Il en va de même de l’expérience de la gratuité pour les “plus de 65 ans” mise en place dans les bus wallons (TEC) fin de l’année passée. La SRWT, superstructure des TEC, se plaint en effet de “la perte financière considérablement plus élevée que prévu” qu’elle a entraînée, tant l’opération fut un succès dans la région liégeoise notamment. Elle estime pouvoir fixer cette ”perte” à 11% après une seule année de “gratuité”, alors que le montant de la compensation que la Région wallonne s’engageait à verser à la SRWT pour financer l’opération avait été évalué sur base d’une perte de recettes prévisionnellement estimée à seulement…2 ou 3% ! Ces deux expériences de “gratuité”, l’une pour tous circonscrite à un Centre-Ville, l’autre ciblant une catégorie d’âges dans un large rayon géographique, démontrent avec éclat que le transport public correspond à un besoin et à un désir des gens, et que libre accès constitue une mesure non négligeable dans une politique de transfert modal.
[1] Les très nombreuses cotes d’alerte à la pollution atteintes cet été dans de nombreuses villes françaises par exemple ont confirmé ce diagnostic angoissant.
[2] Coût et analyse spatiale des ralentissements subis par les transports publics de surface à Bruxelles, F. Dobruszkes et Y. Fourneau, in Transport Public International, 2/2001, p.29
[3] Extraits issus du Mémorandum"transport-environnement" remis à Leuven (Belg.) aux Ministres européens des Transports et de l’Environnement lors de leur Conseil informel des 14 et 15 septembre 2001.
[4] Selon cette étude, External Costs of Transport : accident, environmental and congestion costs of transport in Western Europe, réalisée par INFRAS (Zürich) et IWW (Karlsruhe) et considérée par l’Agence européenne de l’Environnement comme l’une des meilleures réalisées sur le sujet, le rail aurait lui un coût social de 1O,3 milliards d’euros, soit un poids 60 fois moindre que le transport routier.
[5] Selon le journal Le Monde du 20 septembre 2001, une étude du Réseau national de santé publique (en France), rendue publique en 1996, avait conclu que la pollution de l’air était responsable de 260 à 350 décès prématurés par an à Paris, et 30 à 50 autres à Lyon. Le journal ajoute que, selon des projections établies sur 20 ans, une baisse de 10% des émissions de particules et de la concentration d’ozone, grâce à des technologies limitant les rejets de gaz à effet de serre, éviterait, pour les seules villes de Mexico, New York, Santiago et Sao Paulo,64 000 morts prématurées, 65 000 bronchites chroniques et 37 000 millions de journées d’arrêt de travail.
[6] En Belgique, pour la seule année 1999, il y a eu plus de 72 000 victimes corporelles d’ accidents de la route, soit près de 200 par jour. Parmi elles, on dénombrait 1397 tués, soit près de 4 morts chaque jour.
[7] Pour l’Europe, ce coût supplémentaire lié aux effets économiques négatifs de la congestion automobile (ex :coût lié aux pertes de temps dans la circulation des marchandises et de la main d’œuvre) représente 19.5% du total des coûts pour la collectivité.
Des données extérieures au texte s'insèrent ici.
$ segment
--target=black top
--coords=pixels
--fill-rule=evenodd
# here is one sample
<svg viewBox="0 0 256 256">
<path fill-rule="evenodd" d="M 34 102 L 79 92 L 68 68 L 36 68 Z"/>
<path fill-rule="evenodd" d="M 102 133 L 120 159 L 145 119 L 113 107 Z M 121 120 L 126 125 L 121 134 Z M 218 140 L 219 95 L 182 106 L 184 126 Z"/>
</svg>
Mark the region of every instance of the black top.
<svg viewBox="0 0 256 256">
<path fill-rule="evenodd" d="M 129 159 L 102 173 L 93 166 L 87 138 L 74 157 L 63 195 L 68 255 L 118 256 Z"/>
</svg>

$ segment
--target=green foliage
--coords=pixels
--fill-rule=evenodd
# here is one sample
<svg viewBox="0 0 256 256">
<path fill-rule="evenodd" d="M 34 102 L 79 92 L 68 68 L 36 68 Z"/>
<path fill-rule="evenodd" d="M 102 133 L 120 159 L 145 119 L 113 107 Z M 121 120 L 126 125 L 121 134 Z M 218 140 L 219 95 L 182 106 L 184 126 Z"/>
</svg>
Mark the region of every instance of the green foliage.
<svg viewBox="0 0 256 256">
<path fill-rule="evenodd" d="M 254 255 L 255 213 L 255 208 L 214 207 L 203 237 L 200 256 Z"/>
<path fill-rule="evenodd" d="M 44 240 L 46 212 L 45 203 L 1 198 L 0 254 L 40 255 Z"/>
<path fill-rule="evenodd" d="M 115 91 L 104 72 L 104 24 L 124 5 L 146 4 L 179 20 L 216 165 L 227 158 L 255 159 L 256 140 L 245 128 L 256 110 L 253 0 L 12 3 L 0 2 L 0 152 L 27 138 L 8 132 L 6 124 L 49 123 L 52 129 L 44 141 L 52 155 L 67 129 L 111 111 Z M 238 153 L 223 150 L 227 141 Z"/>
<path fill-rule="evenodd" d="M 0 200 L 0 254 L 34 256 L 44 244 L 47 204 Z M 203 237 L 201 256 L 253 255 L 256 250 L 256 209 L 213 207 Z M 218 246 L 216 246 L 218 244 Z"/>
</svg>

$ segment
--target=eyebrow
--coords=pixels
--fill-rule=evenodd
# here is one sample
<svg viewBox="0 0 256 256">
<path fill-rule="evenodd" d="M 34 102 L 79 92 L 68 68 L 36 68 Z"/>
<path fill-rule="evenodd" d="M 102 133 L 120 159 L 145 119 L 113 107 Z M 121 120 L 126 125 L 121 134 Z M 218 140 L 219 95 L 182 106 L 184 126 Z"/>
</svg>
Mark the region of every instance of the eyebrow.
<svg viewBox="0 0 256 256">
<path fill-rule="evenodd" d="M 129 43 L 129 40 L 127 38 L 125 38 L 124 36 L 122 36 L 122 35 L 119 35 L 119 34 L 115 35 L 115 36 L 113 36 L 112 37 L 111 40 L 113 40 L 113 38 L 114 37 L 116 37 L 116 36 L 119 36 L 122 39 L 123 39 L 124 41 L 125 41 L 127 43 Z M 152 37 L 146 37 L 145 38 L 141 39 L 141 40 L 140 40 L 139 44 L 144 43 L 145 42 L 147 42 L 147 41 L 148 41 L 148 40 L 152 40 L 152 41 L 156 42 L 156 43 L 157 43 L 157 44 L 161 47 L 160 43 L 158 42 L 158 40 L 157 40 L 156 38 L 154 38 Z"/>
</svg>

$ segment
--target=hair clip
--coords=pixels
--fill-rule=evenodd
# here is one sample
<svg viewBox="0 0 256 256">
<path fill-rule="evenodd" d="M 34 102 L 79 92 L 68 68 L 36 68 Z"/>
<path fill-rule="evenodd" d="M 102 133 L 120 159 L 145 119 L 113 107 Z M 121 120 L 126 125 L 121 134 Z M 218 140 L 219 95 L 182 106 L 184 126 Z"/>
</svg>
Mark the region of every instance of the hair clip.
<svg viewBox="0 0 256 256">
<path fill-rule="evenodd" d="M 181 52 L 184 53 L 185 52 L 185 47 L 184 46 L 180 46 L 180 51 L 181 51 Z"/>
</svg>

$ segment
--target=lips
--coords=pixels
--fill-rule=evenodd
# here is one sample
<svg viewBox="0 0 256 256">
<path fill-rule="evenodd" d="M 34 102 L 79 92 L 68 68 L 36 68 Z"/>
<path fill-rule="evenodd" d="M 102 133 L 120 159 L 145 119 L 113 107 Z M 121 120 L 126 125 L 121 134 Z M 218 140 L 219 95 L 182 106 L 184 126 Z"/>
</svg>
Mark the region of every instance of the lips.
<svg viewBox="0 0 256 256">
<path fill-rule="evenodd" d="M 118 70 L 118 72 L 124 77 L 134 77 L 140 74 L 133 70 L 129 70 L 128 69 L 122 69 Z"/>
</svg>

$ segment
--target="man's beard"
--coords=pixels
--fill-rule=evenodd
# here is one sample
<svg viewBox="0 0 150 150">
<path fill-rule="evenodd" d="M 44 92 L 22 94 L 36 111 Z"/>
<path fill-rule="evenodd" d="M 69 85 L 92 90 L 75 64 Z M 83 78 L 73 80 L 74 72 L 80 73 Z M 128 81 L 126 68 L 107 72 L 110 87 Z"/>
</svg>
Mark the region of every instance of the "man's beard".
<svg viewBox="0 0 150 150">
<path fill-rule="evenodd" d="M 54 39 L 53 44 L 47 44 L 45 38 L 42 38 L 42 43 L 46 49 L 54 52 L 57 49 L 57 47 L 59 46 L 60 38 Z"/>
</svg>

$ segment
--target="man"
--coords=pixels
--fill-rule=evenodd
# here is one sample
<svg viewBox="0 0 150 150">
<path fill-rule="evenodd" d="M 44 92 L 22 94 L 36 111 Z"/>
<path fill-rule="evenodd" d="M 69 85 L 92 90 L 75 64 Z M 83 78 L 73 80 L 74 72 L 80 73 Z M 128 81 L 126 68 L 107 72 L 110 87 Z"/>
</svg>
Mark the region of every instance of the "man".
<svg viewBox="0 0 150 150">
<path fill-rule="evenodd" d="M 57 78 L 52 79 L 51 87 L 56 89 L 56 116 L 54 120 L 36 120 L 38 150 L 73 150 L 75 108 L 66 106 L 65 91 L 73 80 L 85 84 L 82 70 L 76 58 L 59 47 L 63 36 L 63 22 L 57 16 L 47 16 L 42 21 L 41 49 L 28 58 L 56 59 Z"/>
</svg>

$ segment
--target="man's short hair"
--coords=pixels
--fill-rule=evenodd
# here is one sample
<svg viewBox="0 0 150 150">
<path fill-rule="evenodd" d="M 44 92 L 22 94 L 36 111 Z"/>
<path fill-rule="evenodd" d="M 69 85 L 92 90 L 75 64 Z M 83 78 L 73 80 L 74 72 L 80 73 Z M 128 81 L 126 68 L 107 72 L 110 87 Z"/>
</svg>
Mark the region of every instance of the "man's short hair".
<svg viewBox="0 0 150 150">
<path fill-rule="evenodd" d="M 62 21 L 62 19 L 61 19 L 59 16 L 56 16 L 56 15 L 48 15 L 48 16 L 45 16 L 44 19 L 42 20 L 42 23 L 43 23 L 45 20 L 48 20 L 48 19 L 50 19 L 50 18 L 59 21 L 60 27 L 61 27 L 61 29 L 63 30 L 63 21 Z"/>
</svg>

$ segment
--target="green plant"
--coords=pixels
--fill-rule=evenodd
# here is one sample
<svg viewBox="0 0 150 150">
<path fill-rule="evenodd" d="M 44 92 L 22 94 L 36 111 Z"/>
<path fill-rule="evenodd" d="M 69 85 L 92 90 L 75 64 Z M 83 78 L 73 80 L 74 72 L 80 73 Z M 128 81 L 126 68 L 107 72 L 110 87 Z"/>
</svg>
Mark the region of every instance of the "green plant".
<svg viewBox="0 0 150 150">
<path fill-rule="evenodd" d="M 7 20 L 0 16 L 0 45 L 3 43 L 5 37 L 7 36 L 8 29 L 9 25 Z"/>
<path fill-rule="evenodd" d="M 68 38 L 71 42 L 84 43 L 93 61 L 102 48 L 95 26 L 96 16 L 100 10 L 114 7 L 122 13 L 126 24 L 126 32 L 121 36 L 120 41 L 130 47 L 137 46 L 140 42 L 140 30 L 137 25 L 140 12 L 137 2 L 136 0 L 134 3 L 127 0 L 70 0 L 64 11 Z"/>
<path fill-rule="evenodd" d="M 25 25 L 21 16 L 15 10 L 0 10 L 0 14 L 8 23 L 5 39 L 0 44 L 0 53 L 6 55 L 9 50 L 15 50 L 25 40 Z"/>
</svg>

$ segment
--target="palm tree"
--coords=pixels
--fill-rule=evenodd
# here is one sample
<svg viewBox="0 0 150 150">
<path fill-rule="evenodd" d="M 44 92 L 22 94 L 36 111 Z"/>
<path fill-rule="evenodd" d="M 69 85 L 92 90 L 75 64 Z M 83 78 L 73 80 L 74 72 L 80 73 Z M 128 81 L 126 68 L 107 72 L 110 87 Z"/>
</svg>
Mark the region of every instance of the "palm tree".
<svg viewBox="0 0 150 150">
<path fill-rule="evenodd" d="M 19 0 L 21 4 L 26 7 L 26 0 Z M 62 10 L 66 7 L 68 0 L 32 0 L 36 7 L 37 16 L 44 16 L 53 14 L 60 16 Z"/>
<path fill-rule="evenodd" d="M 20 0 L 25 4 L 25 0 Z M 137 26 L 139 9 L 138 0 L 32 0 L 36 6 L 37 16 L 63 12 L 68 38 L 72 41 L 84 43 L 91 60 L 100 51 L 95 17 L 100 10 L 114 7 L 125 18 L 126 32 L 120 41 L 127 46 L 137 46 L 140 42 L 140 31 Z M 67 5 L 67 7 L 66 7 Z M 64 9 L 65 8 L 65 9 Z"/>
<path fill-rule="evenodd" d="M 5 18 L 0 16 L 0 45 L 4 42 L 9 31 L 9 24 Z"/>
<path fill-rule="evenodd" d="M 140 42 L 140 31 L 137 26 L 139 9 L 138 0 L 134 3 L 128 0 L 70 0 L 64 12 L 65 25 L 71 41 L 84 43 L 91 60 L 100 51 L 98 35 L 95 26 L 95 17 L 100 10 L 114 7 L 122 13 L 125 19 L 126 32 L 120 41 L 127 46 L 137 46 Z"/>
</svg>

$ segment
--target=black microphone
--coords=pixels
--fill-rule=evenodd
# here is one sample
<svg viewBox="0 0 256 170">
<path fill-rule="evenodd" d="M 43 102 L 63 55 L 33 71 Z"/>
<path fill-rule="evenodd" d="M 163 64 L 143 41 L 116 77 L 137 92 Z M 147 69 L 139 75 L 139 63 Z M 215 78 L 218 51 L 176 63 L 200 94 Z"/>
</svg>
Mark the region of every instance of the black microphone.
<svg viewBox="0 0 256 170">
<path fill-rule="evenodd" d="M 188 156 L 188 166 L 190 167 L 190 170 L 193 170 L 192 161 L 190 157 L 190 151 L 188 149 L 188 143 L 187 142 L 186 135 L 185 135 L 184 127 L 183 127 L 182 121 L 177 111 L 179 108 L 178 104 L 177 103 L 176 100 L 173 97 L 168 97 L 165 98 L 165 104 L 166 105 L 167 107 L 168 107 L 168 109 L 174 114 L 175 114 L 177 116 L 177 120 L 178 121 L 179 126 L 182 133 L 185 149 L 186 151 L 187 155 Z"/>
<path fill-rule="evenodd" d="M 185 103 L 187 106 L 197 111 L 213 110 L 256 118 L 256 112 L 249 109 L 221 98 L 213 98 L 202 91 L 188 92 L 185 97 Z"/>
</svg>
En appliquant un pourcentage identique pour la Belgique, on arriverait à un montant non plus de 17,4 milliards, mais bien de près de 21,6 milliards d’euros, soit plus de 870 milliards de francs !!!
[8] Il en irait de même si étaient instaurés par exemple des taxes au kilomètre parcouru ou un péage pour l’usage des autoroutes.
[9] Si ces chiffres en disent long sur le poids économique du secteur et donc sur ses capacités d’influence, il montre en même temps qu’il ne contribue directement pourtant que pour 6,8% dans les coûts sociaux qu’il engendre.
[10] Nous reprenons ici une base de 19,5%, telle qu’expliquée en note 7.
[11] Après un an d’expérience le transfert modal qui s’est opéré de la voiture vers le bus atteignait 15%, alors que certaines mesures complémentaires n’étaient pas encore mises en place.
[12] On pense bien sûr ici à l’accroissement des zones piétonnières dans les villes ou à des obligations de contournement de certaines zones rurales habitées ou protégées.
[13] Selon un fonctionnaire de la mobilité d’Hasselt (in”La Ville où piétons et cyclistes sont rois”, Martine Vande meulebroucke, Le Soir, 28/09/01).